Scientists from the Icahn School of Medicine at Mount Sinai, in collaboration with researchers from Icelandic Heart Association, Sage Bionetworks, and other institutions, have discovered that a network of genes involved in the inflammatory response in the brain is a crucial mechanism driving Late Onset Alzheimer's Disease (LOAD). The findings, published online today in the journal Cell, provide new understanding of key pathways and genes involved in LOAD and valuable insights to develop potential therapies for the disease.
To date, scientists have been challenged in understanding LOAD, the most common form of AD. Despite decades of intensive research, the causal chain of mechanisms behind LOAD has remained elusive. Currently, no effective disease modifying or preventive therapies exist and the number of Americans suffering from LOAD is expected to double by 2050.
The scientists performed an integrated analysis of the DNA of 376 deceased patients with LOAD, along with gene expression data (how the genes operate), to reveal the interconnected relationships among a large network of genes that drive the key pathways (the mechanisms) of the disease. The study authors created a biological network model, a complex mathematical representation of large amounts of data. These networks provide a unified map that integrates not only the key genes involved in the disease but also the biological pathways that those genes control. This network model provides a novel, comprehensive understanding of Alzheimer's disease and identifies potential targets for intervention.
The scientists identified a pathway involving an inflammatory gene, TYROBP, that had not been previously implicated in Alzheimer's disease. TYROBP is known to interact with TREM2, another gene recently discovered to be involved in Alzheimer's by Rita Guerreiro, University College London, and Thorlakur Jonsson, deCODE Genetics, et al. Thus, the new paper draws attention to the TREM2-TYROBP pathway playing a central role in driving common forms of Alzheimer's disease.
"Defining the precise steps of the inflammatory response crucial to causing Alzheimer's disease has been elusive. We are pleased to discover these novel insights into that process," said Bin Zhang, PhD, the lead author of the study and an Associate Professor of Genetics and Genomic Sciences at Mount Sinai. "As a next step, we will evaluate drugs that impact the TREM2-TYROBP pathway as potential therapies for the disease.
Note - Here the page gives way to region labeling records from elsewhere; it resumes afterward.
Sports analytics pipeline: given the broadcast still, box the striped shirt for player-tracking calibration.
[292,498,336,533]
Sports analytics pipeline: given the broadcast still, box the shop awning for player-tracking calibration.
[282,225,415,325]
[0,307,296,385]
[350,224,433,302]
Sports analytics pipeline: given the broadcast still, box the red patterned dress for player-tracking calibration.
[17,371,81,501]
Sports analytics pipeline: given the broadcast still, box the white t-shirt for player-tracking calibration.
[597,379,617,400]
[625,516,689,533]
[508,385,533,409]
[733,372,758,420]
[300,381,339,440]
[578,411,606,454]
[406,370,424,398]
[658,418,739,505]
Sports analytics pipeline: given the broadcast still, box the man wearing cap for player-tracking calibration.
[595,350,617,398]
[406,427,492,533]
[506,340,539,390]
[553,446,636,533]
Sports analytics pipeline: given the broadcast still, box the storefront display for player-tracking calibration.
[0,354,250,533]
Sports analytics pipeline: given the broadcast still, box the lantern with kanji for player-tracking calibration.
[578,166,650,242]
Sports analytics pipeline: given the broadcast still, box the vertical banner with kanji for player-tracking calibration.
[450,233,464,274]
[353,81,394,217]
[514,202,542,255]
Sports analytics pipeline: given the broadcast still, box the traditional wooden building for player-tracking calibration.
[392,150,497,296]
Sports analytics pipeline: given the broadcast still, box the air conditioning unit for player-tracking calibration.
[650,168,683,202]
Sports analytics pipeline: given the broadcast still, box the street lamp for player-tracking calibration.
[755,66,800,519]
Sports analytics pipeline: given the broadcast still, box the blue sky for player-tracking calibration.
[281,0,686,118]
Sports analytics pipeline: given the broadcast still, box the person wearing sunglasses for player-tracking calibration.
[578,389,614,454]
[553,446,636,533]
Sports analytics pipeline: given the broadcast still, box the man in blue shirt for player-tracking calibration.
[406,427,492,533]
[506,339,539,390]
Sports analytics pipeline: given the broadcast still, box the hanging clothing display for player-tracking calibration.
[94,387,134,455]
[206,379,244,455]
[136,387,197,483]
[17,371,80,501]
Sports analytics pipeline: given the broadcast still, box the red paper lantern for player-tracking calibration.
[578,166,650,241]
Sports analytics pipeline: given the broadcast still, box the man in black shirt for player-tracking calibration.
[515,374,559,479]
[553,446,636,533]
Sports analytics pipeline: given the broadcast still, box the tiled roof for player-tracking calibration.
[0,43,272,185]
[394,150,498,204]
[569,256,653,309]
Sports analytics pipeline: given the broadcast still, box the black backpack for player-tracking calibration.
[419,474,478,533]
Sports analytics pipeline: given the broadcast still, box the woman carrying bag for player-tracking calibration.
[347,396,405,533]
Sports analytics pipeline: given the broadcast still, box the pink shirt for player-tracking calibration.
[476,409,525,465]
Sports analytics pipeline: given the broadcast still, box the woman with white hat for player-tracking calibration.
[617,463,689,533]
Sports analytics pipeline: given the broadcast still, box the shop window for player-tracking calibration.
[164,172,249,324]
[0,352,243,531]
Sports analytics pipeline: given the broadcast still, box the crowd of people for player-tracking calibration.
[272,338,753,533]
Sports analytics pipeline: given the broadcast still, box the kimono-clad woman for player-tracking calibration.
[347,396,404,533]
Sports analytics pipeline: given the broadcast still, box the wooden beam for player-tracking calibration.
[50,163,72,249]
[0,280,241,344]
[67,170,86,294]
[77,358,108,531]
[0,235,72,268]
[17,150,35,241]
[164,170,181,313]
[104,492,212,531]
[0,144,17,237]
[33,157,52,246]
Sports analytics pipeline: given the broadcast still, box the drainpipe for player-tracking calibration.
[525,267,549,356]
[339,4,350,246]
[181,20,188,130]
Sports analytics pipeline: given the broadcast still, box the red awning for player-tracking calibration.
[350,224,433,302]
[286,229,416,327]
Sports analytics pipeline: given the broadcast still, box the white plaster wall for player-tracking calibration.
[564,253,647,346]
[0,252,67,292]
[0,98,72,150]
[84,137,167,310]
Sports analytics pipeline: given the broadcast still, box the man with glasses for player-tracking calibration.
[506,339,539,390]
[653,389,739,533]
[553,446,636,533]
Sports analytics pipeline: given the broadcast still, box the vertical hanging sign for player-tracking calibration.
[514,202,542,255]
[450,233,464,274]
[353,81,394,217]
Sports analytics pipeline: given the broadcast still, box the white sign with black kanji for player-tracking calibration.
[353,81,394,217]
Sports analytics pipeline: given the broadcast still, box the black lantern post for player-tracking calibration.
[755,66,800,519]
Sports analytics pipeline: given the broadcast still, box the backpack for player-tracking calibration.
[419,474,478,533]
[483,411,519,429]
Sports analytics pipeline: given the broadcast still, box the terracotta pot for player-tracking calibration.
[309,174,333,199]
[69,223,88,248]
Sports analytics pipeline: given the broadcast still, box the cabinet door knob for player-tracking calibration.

This discovery enables us to design more specific compounds that target these key steps precisely, in contrast to existing anti-inflammatory drugs that may be less ideal for hitting this target. "
Eric Schadt, PhD, an author of the study and Director of the Icahn Institute for Genomics and Multiscale Biology, and Chair of the Department of Genetics and Genomic Sciences at Mount Sinai, said "Creating a predictive model of Alzheimer's disease is a landmark achievement, yielding valuable insights into the complex mechanism of the disease. In the same way that sophisticated predictive mathematical models drive decision making in the global financial markets (what stocks to buy, how long to hold, when to sell, etc.), our field of medical research has begun to rely on network models such as this to derive meaning from vast amounts of patient data, enabling better understanding and treatment of human disease."
Jun Zhu, PhD, Professor of Genetics and Genomic Sciences at Mount Sinai and also an author of the new study, stated "This paper in Cell, along with recent discoveries, provides unequivocal proof that inflammation plays a central role in Alzheimer's disease, which is a consistent theme among common complex diseases that also include obesity and type II diabetes." Valur Emilsson, PhD, Head of Systems Medicine at Icelandic Heart Association and also a senior author of the paper, added, "Currently, we see a long lag time between appearance of amyloid on brain scans of patients and the appearance of clinical symptoms. An individual's inflammatory response could well play a role in the disease progression, and an appropriate anti-inflammatory drug, given after amyloid is detected but before symptoms begin, could be an important part of dementia prevention."